The way to tell, believe it or not, was to look at the rats' faces while they ate. Rats and human babies, it turns out, express pleasure and disgust with similar facial expressions. (Source for the image below: Berridge (2007), The debate over dopamine's role in reward: the case for incentive salience, Psychopharmacology v. 191, p. 395.)
Berridge (2007): "Sweet tastes elicit positive 'liking' patterns of distinctive orofacial reactions from [rats and humans]."
Berridge (2007). "The debate over dopamine's role in reward: the case for incentive salience." Psychopharmacology v. 191, p. 395
So if a rat is eating without enjoyment, its face will look different than if it is eating with enjoyment. The researchers fed the dopamine-free rats by hand while looking closely at their faces. (Some jobs you just can't get on Craigslist.)
And, as it turned out, they made the facial expressions associated with pleasure.

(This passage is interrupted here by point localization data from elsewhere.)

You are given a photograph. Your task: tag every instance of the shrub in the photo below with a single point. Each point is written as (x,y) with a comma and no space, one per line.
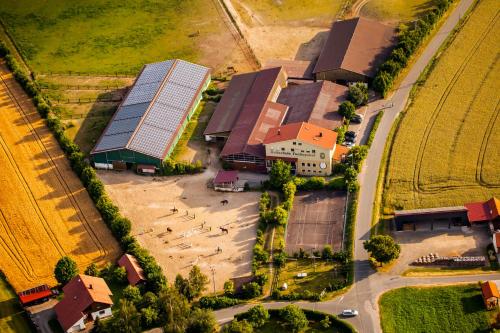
(65,270)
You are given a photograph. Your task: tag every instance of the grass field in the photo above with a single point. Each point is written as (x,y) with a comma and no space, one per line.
(12,316)
(45,213)
(438,309)
(100,36)
(396,10)
(445,150)
(316,12)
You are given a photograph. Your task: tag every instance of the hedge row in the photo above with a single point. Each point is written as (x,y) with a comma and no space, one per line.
(409,41)
(119,225)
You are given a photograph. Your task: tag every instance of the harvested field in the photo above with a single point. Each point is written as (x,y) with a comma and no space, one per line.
(192,235)
(45,213)
(445,151)
(316,220)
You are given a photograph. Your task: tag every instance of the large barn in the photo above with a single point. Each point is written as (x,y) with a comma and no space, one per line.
(153,115)
(354,50)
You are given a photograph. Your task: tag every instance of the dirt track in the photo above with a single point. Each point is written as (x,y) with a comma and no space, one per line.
(45,213)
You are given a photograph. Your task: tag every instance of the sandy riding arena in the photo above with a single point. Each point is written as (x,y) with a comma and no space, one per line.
(193,234)
(45,213)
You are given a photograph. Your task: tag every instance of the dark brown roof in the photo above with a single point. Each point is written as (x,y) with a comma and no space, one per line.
(231,104)
(135,274)
(257,115)
(358,45)
(295,69)
(316,103)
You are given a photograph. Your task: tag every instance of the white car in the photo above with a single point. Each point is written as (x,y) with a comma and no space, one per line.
(350,313)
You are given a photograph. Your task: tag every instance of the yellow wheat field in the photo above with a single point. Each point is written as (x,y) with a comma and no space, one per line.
(45,213)
(446,150)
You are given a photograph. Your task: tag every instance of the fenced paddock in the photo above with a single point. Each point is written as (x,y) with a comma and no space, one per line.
(316,220)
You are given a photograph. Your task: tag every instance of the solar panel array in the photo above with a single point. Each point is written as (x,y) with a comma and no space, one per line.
(166,112)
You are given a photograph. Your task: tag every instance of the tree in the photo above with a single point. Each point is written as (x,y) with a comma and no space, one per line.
(257,316)
(280,174)
(174,310)
(382,248)
(229,288)
(327,252)
(65,270)
(238,327)
(294,318)
(201,321)
(197,281)
(347,110)
(132,294)
(92,270)
(127,319)
(358,93)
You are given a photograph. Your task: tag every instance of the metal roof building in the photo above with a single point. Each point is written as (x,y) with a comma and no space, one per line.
(153,115)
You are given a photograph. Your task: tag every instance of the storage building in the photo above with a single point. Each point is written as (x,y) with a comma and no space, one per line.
(354,50)
(153,115)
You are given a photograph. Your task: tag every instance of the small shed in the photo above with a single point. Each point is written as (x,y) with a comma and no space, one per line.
(228,181)
(490,294)
(135,274)
(35,295)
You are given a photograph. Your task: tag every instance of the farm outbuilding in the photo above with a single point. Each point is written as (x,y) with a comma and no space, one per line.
(153,115)
(354,50)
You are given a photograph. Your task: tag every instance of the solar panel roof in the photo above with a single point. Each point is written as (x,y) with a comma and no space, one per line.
(151,114)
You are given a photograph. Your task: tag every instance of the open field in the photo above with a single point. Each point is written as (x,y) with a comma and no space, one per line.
(12,317)
(437,309)
(45,212)
(316,220)
(195,237)
(445,151)
(101,36)
(394,11)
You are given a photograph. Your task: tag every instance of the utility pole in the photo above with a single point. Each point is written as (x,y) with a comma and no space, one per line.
(213,276)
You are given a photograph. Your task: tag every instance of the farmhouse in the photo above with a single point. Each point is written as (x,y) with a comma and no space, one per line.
(85,298)
(254,103)
(153,115)
(308,148)
(354,50)
(135,274)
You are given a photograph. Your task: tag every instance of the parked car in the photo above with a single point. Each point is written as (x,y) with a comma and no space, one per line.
(350,134)
(350,313)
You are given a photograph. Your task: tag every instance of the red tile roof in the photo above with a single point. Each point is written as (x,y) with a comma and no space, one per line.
(483,211)
(358,45)
(34,294)
(223,176)
(135,274)
(312,134)
(489,289)
(79,294)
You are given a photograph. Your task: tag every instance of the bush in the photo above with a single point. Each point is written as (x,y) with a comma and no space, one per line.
(217,302)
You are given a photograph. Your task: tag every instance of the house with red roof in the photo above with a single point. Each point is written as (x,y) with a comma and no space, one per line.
(85,299)
(135,274)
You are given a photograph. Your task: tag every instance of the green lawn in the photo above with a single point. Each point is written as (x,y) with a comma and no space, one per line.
(12,316)
(440,309)
(396,10)
(101,36)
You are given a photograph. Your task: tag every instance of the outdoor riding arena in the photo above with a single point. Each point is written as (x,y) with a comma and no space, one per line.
(317,219)
(203,231)
(45,213)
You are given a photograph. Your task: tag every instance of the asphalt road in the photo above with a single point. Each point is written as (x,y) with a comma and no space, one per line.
(369,285)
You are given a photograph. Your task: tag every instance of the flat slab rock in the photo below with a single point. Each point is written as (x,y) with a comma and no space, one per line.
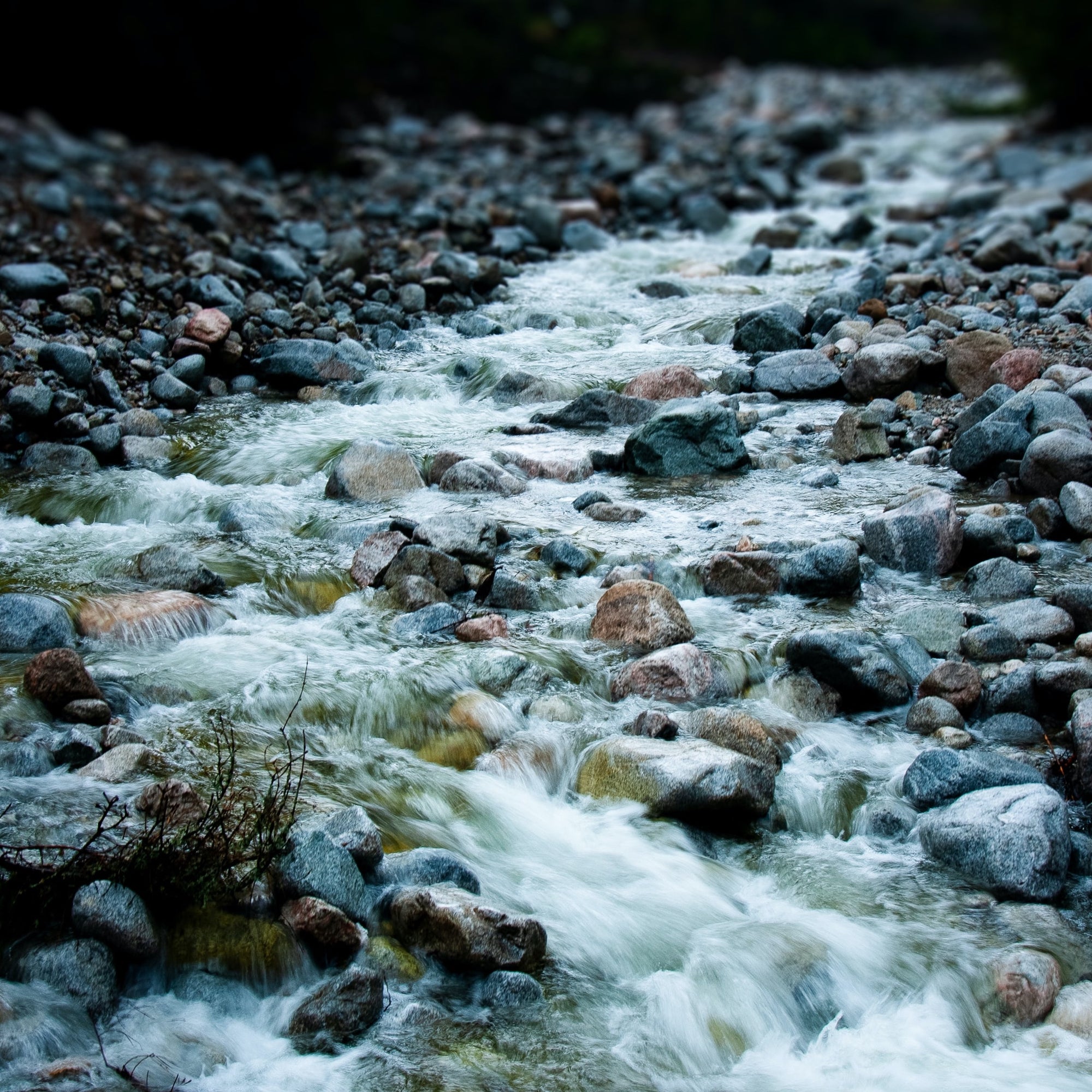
(687,779)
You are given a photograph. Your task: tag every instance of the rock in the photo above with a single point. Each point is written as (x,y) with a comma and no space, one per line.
(295,363)
(1034,621)
(1013,839)
(33,280)
(325,927)
(29,623)
(474,476)
(640,613)
(171,803)
(992,644)
(882,371)
(599,409)
(685,779)
(803,373)
(87,711)
(435,566)
(1076,502)
(852,663)
(57,676)
(1000,579)
(832,568)
(352,829)
(148,616)
(58,459)
(679,673)
(374,555)
(318,868)
(1073,1011)
(438,619)
(511,990)
(767,333)
(969,359)
(656,725)
(698,438)
(959,684)
(172,567)
(942,775)
(70,362)
(340,1011)
(470,539)
(424,868)
(921,536)
(373,470)
(126,763)
(117,917)
(733,729)
(661,385)
(514,591)
(859,436)
(1028,983)
(173,393)
(1017,369)
(1054,459)
(823,479)
(929,715)
(84,969)
(614,514)
(1015,730)
(453,927)
(752,573)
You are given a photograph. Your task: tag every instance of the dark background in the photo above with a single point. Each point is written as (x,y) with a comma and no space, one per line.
(239,78)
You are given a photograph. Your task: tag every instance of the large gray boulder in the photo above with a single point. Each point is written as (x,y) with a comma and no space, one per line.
(316,865)
(883,371)
(922,536)
(454,927)
(31,623)
(686,779)
(943,775)
(853,663)
(294,364)
(600,409)
(112,913)
(692,438)
(84,968)
(803,373)
(1013,839)
(340,1011)
(374,470)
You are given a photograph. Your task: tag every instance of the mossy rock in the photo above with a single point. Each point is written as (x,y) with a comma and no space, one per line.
(248,948)
(389,956)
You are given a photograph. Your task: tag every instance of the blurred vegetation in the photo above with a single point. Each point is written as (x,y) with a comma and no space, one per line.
(243,77)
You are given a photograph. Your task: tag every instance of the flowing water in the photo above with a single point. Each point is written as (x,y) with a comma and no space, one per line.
(808,956)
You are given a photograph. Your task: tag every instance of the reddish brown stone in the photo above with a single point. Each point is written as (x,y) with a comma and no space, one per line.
(173,803)
(672,382)
(959,684)
(57,676)
(679,673)
(970,358)
(443,461)
(483,628)
(640,613)
(324,925)
(374,555)
(743,573)
(1017,369)
(210,327)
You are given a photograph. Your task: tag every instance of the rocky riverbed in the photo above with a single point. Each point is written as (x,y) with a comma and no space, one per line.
(668,537)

So the dopamine-free rats enjoyed eating! They just didn't seek out food. The researchers concluded that dopamine, when present, is what makes rats want to do things. (See Berridge & Robinson (1998), What is the role of dopamine in reward: hedonic impact, reward learning, or incentive salience?, Brain Research Reviews V .28, p. 350.)
This dopamine mechanism helps explain why Angry Birds is so addictive. The dopamine action in your brain makes you want to know, urgently, what will happen when you fire the bird. And it's extremely easy to get yourself in a position of wanting, because the game is so simple. It gives you intermittent but extremely satisfying rewards. So you pull the slingshot again and again and again. And again and again and again and AGAIN.
There's really only two ways to quit entirely. One is to somehow make your brain stop emitting dopamine in the parts that have to do with reward and anticipation. You would still enjoy Angry Birds, but you wouldn't feel a desire to open up the app and start playing. This requires either brain surgery or drugs that don't exist yet, so it's not a very practical way to go.
The other way is to erase it off your iPhone. To quit cold turkey and never play it again. And that is what I have done. I feel very proud of myself.